There is a newfound push for farm-to-table, locavore cuisine. The food at Salvo Patria, for example, is bright and beautiful, with dishes like grilled calamari, quinoa salad with local produce and freshly made pasta served with spiced chorizo.
If you’re craving Colombian fare, visit celebrity chef Leonor Espinosa’s beloved Mercado. Here, you’ll find national favorites, like pollo campesino (braised chicken) or ajiaco (chicken and potato soup) served with a fresh twist.
The best way to get acclimated to the incredible bounty of Colombia’s farming industry is to shop at the markets — so spend ample time wandering through Paloquemao. At this market, you’ll encounter an incredible assortment of fruits, vegetables, flowers, cheeses, meats and fish.

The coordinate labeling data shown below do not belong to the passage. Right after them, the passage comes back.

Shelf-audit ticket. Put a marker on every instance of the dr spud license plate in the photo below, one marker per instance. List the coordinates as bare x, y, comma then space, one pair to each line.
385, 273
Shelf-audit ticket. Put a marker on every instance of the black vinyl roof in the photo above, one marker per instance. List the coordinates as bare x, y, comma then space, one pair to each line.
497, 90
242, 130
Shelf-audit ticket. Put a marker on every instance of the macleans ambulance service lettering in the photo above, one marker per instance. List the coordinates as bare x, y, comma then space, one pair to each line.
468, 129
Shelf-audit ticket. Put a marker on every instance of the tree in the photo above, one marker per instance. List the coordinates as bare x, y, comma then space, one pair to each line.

The smells are overwhelming, the narrow alleyways between stalls chaotic and the fresh fruit tantalizing, but it’s absolutely worth a visit to see how the locals shop for their groceries. Try the local roasted ants from one of the many vendors or, for the less adventurous, a fresh-squeezed fruit juice.
No trip to Bogota is complete without a meal and a drink at Andrés Carne de Res, a local institution that sits about 40 minutes outside of the city. This sprawling restaurant, bar and adult playground is known the country over for its succulent assortment of grilled meats, from steak to lamb to chicken. The cocktails are served big and strong, so nosh on plenty of hearty fare to sop up the alcohol.